Dit betekent dat op eigen grond gewoon bekeurd kan worden verkeersovertredingen. Zo stond er een motor op een paadje ver van de weg geparkeerd tegen de gevel van een appartementencomplex. Erboven hing een balkon en de motor was gestald onder een afdekzeil. Tussen de weg en het paadje was een groot grasveld. Er volgende een bekeuring die onlangs bij de hoogste rechter voor deze zaken stand hield. Hier volgt een samenvatting van het arrest.
Arrest op het hoger beroep (tegen de beslissing van de kantonrechter) van de betrokkene X. De gemachtigde van de betrokkene is mr. C.M.J.E.P. Meerts, kantoorhoudende te Beegden. De kantonrechter heeft het beroep van de betrokkene tegen de beslissing van de officier van justitie ongegrond verklaard.
Aan de betrokkene is als kentekenhouder bij inleidende beschikking een sanctie opgelegd van € 95 voor: “niet de rijbaan gebruiken door stil te staan op het trottoir, voetpad, (brom)fietspad of ruiterpad”. Deze gedraging zou zijn verricht op 5 maart 2019 om 10:14 uur op het Hoevenbos in Zoetermeer met het voertuig met het kenteken Y.

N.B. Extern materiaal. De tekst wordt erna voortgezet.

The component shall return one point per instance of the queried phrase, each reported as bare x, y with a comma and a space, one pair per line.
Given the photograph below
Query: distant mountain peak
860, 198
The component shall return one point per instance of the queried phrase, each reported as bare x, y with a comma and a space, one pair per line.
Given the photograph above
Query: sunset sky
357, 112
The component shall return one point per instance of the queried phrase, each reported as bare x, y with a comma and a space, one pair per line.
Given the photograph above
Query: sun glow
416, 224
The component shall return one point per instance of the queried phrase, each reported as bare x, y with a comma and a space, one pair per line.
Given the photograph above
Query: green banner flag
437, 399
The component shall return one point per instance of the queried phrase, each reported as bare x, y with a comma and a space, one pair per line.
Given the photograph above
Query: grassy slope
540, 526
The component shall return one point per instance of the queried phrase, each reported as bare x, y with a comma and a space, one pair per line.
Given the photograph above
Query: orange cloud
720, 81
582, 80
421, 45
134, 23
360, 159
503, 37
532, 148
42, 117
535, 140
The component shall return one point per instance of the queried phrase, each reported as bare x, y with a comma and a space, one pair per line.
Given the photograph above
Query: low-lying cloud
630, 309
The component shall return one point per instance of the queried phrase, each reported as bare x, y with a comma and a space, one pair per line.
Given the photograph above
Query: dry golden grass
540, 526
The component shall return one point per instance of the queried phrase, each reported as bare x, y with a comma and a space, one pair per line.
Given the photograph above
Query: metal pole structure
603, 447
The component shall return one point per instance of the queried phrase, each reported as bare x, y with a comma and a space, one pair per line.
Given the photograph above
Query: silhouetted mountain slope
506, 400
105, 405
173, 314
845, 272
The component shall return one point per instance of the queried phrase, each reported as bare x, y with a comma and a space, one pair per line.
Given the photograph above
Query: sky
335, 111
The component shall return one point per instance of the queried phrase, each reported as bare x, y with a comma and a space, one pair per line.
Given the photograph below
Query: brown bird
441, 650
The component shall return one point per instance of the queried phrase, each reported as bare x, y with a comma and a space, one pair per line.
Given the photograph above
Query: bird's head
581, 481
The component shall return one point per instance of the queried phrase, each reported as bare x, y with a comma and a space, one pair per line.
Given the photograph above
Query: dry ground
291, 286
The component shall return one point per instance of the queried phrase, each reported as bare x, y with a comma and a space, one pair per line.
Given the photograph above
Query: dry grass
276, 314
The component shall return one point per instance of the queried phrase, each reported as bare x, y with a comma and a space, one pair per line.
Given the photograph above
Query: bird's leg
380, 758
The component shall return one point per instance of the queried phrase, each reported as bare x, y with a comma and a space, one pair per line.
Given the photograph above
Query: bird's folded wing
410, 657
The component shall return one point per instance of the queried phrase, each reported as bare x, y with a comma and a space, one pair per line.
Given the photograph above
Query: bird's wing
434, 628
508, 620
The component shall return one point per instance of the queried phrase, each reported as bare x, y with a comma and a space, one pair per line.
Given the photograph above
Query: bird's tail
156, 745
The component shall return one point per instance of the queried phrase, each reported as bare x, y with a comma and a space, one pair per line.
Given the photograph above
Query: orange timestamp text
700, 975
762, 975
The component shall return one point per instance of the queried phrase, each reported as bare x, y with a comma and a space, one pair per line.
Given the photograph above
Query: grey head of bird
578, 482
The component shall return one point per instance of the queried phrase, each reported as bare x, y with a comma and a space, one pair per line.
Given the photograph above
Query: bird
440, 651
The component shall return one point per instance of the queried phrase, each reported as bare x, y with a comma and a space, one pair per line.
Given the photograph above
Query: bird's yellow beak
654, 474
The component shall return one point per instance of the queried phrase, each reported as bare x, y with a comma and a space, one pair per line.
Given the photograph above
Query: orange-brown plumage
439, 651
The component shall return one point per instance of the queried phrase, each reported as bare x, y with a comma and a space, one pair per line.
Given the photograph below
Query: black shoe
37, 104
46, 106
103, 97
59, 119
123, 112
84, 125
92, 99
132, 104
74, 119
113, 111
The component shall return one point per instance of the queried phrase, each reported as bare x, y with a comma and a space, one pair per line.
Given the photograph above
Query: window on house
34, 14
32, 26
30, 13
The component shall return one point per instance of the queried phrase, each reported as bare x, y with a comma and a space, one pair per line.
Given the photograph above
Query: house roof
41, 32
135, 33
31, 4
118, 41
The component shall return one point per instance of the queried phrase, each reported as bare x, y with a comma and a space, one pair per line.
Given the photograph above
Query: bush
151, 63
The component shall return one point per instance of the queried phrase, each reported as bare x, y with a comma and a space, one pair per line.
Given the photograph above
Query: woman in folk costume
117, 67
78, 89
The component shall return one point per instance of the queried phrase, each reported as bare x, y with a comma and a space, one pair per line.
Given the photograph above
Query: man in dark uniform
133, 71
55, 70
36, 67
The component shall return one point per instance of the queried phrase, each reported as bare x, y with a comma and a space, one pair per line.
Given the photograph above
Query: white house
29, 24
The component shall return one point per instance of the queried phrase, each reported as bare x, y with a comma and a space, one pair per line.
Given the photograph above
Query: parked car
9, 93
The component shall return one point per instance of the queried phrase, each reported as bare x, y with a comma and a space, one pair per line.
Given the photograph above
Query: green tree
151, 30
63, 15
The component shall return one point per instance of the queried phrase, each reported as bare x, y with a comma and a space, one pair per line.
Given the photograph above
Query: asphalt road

De gemachtigde voert aan dat de pleeglocatie een particulier terrein betreft dat niet tot de openbare weg behoort. De motorfiets van de betrokkene stond tegen de gevel van een appartementencomplex. Deze locatie is zo ver van de rijbaan en zo dicht bij de woningen gelegen, dat deze niet tot de openbare weg kan worden gerekend. Deze situatie is vergelijkbaar met een oprit bij een woning. Die is ook voor iedereen bereikbaar, maar wordt toch niet gezien als publiekelijk vrij toegankelijk. Dat er grenzen zijn aan wat tot de openbare weg behoort blijkt uit het arrest van de Hoge Raad van 24 januari 2001.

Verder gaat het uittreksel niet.